The choices for doing so fall into a few broad categories:

  • require Medicare beneficiaries or taxpayers to pay more to support the program
  • pay health care providers less for the care they provide to beneficiaries
  • or increase how much the federal government spends on Medicare.

All of these options have significant drawbacks. With unemployment at its highest level since the Great Depression, Americans likely will have little appetite for new or higher taxes or paying more for Medicare services. Providers have suffered financially during the pandemic and paying them less is also likely to be unpopular. And increasing government spending on Medicare means either increasing the country’s debt or making cuts to other federally funded programs.

There are possible workarounds for these challenges. Taxes could be raised on wealthier Americans, though that might be politically challenging and insufficient on its own to achieve enough savings. Cuts to provider payments could be targeted to those on firmer financial footing or take place in the form of initiatives that improve the efficiency of care.

Lawmakers will likely need a multipronged approach that includes a combination of options to generate enough savings and meaningfully extend the solvency of the trust fund. The sooner lawmakers can lay a road map toward Medicare solvency, the more it will help beneficiaries, their families, and health care providers plan for the future.

Gretchen Jacobson is vice president for Medicare at the Commonwealth Fund.

  • It has been found by many researches that the upper-middle class benefit more individually and as a whole through Medicare, this means we have to take a serious consideration how to truly deliver service to those who indeed can’t afford.

  • I do not understand why the income level for the cut off of taxes for Medicare and Social Security cannot be raised. It has always seemed to me to be another tax break for the rich. If the tax applied to ALL earned income, the rate could be lowered and lower income people would no longer be paying a higher percentage of their income for these necessary taxes than higher income earners.

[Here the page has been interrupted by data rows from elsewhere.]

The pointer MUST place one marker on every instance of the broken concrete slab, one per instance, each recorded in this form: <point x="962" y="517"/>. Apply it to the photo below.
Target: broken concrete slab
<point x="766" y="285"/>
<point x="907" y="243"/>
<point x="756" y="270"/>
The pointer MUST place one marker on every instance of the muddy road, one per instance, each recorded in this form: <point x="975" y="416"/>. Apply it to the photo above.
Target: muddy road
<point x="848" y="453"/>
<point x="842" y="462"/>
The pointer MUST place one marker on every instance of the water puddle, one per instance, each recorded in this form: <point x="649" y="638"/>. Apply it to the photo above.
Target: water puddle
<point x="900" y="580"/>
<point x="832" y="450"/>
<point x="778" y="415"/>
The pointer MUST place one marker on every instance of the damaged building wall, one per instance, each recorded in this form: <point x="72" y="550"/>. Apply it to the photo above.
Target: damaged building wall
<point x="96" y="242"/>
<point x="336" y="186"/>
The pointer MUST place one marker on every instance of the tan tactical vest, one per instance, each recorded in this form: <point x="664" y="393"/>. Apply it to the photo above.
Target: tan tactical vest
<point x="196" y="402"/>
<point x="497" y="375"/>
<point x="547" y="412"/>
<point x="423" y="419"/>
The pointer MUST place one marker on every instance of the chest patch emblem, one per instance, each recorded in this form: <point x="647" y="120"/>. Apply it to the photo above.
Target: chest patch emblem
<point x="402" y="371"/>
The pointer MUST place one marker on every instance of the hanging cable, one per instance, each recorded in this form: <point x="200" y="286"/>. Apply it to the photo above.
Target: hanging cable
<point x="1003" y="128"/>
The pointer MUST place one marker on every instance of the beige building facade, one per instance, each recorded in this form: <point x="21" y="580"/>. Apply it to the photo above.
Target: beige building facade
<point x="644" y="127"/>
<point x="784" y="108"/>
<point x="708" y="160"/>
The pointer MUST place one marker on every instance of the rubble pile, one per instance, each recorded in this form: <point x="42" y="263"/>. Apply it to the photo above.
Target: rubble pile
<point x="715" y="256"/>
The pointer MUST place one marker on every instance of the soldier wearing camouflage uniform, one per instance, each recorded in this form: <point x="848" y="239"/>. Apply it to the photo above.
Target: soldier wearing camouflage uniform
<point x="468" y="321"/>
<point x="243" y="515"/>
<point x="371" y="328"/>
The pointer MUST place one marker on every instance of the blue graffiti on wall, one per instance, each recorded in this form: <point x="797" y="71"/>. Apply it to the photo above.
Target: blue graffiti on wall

  • There is another solution. Congress could pass a national single payer bill–an Improved Medicare for All–which would solve the financing problem for Medicare and for the entire health care system. Medicare has been undermined by the privatization of the Medicare Advantage plans which waste billions of Medicare’s money while penny-pinching on care. The U. S. pays about double, per person, what the health systems of other industrialized countries spend, yet our outcomes fall short and we’re not getting the care. The best solution is to remove the private for-profit insurers and hospitals and the waste they cause allowing us to use our funds to provide patient care. It’s the right thing to do–practical, humane, efficient. Check out the Physicians’ proposal for a National Health Program here: https://pnhp.org/what-is-single-payer/physicians-proposal/

    • I’m a health insurance broker, and I don’t know where you get your information from. Medicare-For-All would put the entire burden of healthcare on the taxpayers, or do you think the government just needs to keep printing money?
      If Medicare Advantage was used as a boilerplate for all states using Medicare funds as they do now with more insurance company funds, there would be relief for taxpayers with adequate care. Currently Medicare pays 80% of eligible expenses….for someone with a $100,000 bill, Medicare is on the hook for $80,000…with $20,000 going to insurance. With Medicare Advantage, each insurance company gets approx $10,000 from Medicare for each member, and they must manage the $90,000 balance, with a small portion going to the member. If more claim liability is given to insurance companies instead of the government, you’ll see relief that you’re looking for in the system….without turning to the socialist agenda of Medicare-For-All!